In Season 5, so the time traveling began, and I believe we were shown What Could Have Been. This timeline was presented when Desmond didn't execute the 108-minute computer button. Then, suddenly, there was What Could Have Been, with Jin not even married to Sun and all these other alternative timelines, including Sawyer, Juliet, et al going back in time to the DI camp and basically creating potential paradoxes.
But as we've been warned by Daniel Faraday, even though you can't change what happened (and, as we are told, "what happened, happened"), time will correct itself so that destiny will be fulfilled. You cannot change destiny. In other words, you may be able to change the means, but you cannot change the end.

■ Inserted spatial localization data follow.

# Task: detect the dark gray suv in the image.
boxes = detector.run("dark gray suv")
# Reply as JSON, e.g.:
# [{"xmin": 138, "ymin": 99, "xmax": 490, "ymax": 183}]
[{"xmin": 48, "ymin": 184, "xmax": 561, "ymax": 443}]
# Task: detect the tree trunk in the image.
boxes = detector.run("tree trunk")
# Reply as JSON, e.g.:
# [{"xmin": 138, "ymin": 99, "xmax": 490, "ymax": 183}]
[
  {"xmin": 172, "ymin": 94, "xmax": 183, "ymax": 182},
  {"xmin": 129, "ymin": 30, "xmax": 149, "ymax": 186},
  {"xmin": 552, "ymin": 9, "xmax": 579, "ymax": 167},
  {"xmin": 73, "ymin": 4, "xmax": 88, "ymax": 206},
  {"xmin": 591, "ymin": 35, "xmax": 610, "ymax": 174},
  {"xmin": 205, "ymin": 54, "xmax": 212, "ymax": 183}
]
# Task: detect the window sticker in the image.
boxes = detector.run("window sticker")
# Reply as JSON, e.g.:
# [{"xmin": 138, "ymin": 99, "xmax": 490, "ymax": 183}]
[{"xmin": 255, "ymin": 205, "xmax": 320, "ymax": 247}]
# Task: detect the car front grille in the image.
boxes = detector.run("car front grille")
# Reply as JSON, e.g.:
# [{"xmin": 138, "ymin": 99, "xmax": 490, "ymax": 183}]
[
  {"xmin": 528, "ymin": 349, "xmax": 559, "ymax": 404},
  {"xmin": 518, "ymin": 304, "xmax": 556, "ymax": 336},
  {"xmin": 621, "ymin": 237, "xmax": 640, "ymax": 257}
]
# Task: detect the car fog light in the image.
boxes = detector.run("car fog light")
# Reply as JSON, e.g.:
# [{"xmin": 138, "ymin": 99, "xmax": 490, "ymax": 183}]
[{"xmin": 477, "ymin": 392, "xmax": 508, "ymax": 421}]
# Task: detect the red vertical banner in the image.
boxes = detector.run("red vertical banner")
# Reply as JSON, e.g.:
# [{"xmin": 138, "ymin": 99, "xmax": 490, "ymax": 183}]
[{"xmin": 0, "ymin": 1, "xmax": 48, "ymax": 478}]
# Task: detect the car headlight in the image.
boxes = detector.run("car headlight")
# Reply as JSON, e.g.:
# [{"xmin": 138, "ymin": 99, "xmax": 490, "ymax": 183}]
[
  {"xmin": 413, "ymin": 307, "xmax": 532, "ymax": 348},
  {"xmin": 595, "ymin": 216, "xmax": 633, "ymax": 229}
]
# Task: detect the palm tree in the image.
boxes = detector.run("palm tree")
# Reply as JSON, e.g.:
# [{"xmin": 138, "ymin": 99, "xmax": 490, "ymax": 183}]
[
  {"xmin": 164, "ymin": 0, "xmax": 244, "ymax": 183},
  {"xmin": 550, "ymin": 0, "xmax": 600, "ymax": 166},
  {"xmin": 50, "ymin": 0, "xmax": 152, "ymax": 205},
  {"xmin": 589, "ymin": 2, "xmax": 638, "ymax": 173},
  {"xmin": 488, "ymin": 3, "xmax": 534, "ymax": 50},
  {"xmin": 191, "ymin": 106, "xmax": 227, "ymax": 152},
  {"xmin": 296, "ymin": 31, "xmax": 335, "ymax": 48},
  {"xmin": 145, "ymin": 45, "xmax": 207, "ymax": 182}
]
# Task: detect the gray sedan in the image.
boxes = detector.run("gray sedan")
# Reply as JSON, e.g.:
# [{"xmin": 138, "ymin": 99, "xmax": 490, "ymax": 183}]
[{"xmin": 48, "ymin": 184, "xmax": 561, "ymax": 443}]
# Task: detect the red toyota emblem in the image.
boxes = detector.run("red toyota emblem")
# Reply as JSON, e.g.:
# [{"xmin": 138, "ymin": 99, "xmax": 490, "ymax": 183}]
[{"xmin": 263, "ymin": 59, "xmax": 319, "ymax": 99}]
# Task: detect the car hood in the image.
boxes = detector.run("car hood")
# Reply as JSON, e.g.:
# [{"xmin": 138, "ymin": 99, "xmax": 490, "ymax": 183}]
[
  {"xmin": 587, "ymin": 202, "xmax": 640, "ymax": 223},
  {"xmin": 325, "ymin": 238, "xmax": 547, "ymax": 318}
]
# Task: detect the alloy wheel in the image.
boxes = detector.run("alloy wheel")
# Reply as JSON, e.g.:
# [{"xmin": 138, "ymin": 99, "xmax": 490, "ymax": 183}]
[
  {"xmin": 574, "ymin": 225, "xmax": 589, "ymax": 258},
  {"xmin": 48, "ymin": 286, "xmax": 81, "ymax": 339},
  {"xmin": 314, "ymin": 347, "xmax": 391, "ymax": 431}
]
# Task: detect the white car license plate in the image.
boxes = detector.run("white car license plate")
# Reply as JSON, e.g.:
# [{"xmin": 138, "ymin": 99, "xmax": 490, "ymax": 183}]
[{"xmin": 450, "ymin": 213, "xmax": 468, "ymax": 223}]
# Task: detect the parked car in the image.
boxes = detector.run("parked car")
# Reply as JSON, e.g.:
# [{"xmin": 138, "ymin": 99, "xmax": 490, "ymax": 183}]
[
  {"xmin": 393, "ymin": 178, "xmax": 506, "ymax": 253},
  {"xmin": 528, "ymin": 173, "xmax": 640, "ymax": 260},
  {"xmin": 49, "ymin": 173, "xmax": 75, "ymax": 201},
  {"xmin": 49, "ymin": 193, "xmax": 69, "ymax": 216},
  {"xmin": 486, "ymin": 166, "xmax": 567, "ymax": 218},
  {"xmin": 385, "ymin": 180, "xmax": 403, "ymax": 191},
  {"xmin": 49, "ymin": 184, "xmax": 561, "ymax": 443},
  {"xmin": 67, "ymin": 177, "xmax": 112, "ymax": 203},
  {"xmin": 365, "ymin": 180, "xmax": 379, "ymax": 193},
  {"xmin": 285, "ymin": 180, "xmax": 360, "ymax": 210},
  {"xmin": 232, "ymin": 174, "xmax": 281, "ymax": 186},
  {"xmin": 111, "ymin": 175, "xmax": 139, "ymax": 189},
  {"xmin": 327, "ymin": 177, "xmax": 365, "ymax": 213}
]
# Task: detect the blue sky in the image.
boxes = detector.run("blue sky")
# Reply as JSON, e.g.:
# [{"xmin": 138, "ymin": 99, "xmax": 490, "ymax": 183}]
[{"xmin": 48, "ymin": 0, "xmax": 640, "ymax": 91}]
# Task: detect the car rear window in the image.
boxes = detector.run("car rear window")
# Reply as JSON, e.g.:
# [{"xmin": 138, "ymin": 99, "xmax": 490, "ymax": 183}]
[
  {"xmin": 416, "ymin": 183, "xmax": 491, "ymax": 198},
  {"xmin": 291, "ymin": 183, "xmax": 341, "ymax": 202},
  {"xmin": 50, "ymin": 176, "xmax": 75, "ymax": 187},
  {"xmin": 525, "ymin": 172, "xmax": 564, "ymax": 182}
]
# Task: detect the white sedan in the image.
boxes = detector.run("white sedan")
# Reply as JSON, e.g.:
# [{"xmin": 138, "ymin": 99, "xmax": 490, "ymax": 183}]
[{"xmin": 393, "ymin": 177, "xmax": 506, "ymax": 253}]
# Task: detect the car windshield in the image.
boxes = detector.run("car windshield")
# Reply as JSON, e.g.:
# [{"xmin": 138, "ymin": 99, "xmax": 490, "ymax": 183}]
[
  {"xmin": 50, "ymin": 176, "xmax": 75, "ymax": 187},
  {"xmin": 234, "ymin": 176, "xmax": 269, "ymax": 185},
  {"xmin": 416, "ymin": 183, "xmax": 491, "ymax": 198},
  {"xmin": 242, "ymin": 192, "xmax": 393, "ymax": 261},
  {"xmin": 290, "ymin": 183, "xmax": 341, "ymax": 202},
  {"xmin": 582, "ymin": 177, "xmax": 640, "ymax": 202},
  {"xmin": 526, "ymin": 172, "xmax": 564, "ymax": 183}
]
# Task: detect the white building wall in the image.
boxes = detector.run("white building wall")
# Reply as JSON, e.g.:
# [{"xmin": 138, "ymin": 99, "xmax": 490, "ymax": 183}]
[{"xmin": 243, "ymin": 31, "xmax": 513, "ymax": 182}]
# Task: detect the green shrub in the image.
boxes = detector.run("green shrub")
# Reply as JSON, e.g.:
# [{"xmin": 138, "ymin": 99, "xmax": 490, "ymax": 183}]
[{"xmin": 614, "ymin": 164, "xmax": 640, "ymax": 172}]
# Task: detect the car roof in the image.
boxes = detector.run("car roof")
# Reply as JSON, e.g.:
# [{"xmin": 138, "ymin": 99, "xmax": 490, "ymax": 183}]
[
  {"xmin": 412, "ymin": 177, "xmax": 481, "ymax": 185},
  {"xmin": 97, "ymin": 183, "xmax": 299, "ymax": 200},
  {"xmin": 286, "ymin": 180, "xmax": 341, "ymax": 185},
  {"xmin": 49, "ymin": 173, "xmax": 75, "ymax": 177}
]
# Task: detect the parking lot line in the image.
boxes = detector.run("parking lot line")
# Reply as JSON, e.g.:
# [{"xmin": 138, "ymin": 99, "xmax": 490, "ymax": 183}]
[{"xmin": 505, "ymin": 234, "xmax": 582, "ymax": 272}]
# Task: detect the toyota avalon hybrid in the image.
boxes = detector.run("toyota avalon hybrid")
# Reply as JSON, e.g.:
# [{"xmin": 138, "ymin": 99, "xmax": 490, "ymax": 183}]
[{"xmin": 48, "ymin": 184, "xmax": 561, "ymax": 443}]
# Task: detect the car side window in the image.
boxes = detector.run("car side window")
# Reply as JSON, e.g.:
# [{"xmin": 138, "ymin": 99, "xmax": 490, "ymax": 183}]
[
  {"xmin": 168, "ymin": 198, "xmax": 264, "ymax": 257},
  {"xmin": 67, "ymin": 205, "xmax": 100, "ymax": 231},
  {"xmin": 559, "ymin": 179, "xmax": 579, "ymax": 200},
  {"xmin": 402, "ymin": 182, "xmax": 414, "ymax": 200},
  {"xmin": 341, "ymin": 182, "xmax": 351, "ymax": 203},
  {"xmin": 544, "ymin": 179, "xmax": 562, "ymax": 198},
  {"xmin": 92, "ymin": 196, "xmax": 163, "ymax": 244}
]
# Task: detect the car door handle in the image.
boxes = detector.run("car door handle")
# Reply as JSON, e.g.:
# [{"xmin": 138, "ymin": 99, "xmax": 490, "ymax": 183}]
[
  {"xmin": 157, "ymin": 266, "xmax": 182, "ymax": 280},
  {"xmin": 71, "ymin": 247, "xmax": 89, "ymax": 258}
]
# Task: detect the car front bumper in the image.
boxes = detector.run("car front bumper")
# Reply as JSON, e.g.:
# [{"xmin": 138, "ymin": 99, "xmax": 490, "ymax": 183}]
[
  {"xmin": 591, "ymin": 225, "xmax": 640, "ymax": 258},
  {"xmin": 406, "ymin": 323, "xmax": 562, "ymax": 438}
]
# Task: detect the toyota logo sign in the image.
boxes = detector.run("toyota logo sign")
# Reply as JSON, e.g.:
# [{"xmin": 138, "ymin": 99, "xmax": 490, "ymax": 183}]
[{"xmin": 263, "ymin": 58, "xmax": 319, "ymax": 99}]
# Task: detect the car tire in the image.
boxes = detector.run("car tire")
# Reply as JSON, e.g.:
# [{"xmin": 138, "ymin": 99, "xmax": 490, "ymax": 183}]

This is where, in Season 6, after Season 5's ultimate season wherein we at least think Juliet prevented the hydrogen bomb from going off (as it should have?) that there is a third timeline present. This timeline, which may be What Should Be OR could be What Could Have Been (we don't know yet, and won't til the last episode), is presented as a sideways flash interspersed as the Losties are reunited on the island still trying to do what they are supposed to do, even though they, and we, are really not sure what they are supposed to do since the two main players (gods?), Jacob and Man in Black (Not-Locke), are pretty darn obscure and manipulative. 

The Sideways timelines are rather interesting in that they convey a time of redemption compared to What Was (i.e. Sawyer is now a cop instead of just a conman--and though he is a conman cop, he changes, or that Ben is a history teacher instead of a whatever-he-is and redeems himself by not ruining Alex's life, etc.). It's still iffy about others, like Sayid, who doesn't want to be evil, or a killer anymore. There's also in many of these sideways flashes, people looking at themselves in mirrors. You kinda get the idea they are at the time-crucial conjunction of "Who am I?" In fact, they seem to be confused or self-loathing. In need of redemption or What Should Be or at least Could Be. Lost in time, indeed!